The team submission will also be evaluated on the following:

  • Self-reported algorithm training run-time
  • Quality of implementation, including:
    • Quality of code (Scored by expert technical team)
    • Replicability and generalizability (Scored by expert technical team)
    • Documentation (Scored by expert technical team)
  • Identification of methods
    • Closeness to actual method (scored by social science team)
    • Novelty of new methods identified (scored by social science team)
  • Identification of research fields
    • Closeness to actual field (scored by social science team)
    • Novelty of new fields identified (scored by social science team)

SECOND PHASE

Second Phase Participation

Up to five competition participants will be invited to a second evaluation phase, where they will be provided the results of the first phase scoring. They will be given the opportunity to revise and refine their algorithms. Their final algorithm will then be applied to a large corpus (approximately 10,000) of unlabeled publications in a server environment provided by the sponsors. Each finalist team will be awarded a $2,000 prize.

Second Phase Evaluation

During this phase, participants will be evaluated on:

  • Algorithm generalizability, which we will assess by computing the recall rate both overall and at kprecision rate overall and at k for different sets of training and evaluation data, and F1 measure.
  • Baseline comparison against searching for the article title in the publication text. It is expected that a winning algorithm would perform better than searching over the publication text as indexed in an off the shelf, open source search engine such as Apache Lucene or Terrier
  • Self-reported algorithm run-time
  • Quality of implementation, including:
    • Methods used (Scored by expert team)
    • Research field (Scored by expert team)
  • Quality of implementation, including:
    • Quality of code (Scored by expert technical team)
    • Replicability and generalizability (Scored by expert technical team)
    • Documentation (Scored by expert technical team)
  • Identification of methods
    • Closeness to actual method (scored by social science team)
    • Novelty of new methods identified (scored by social science team)
  • Identification of fields
    • Closeness to actual field (scored by social science team)
    • Novelty of new fields identified (scored by social science team)

COMPETITION TERMS AND CONDITIONS

Intellectual Property

All submitted algorithms and related information will be subject to the same open source copyright (BSD-2 open source license) and will be made available to the public on the Rich Context GitHub repository.
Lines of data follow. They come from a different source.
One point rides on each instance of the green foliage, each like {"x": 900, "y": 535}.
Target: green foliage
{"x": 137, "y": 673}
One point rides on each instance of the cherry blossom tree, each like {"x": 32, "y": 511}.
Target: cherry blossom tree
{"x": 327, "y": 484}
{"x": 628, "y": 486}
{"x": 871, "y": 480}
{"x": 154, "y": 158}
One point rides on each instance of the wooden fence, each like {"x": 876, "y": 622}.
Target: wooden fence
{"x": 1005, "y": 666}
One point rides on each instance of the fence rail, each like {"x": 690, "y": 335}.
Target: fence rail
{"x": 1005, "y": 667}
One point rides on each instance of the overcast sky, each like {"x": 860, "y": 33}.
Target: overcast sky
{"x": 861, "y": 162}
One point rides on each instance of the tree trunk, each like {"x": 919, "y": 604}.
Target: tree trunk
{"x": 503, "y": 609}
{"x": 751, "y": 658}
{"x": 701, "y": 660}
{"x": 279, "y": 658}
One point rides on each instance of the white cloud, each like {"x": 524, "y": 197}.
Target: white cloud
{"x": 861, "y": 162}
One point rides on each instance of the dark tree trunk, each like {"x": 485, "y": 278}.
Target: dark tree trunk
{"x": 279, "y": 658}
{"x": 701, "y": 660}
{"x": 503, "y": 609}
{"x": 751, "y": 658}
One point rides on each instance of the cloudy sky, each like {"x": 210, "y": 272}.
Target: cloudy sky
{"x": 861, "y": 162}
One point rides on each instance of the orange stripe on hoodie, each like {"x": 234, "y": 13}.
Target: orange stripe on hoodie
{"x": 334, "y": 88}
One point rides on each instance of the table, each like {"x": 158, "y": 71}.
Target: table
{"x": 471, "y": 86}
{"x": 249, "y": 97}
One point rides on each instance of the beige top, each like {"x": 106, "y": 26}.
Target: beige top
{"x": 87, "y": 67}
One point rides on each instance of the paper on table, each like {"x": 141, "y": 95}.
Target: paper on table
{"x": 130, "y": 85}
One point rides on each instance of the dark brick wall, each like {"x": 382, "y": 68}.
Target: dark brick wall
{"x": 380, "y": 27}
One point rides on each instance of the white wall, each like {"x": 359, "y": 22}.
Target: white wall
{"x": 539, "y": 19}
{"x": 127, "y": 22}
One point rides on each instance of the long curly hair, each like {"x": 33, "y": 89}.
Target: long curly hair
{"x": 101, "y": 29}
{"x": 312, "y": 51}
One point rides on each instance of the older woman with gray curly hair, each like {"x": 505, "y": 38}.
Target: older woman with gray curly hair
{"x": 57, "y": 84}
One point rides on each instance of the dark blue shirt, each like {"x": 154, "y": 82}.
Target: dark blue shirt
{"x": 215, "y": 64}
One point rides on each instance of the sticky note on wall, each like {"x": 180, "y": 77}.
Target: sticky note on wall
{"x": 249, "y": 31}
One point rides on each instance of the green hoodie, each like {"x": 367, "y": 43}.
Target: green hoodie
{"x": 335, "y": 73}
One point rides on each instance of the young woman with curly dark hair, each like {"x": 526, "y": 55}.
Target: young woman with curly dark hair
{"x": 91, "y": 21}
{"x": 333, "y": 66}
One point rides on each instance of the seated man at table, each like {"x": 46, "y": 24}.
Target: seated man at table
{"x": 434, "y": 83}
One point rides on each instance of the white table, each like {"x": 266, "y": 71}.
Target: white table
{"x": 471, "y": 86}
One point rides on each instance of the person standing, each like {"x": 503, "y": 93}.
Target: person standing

The copyright holders will be New York University and the creator(s) of the submitted algorithm.

Competition Data Terms of Use

You will be provided with 5,100 published journal articles as inputs for building and training your model in this competition. We are making these materials available for noncommercial, scholarly use only. You may not redistribute or re-license these materials or use them for purposes outside of the scope of this competition.

TEAMS

There is no limit to the size or composition of participating researcher teams. We will provide economy-class travel expenses for one representative from the top teams (up to 5 teams) to present their technology to the workshop attendees.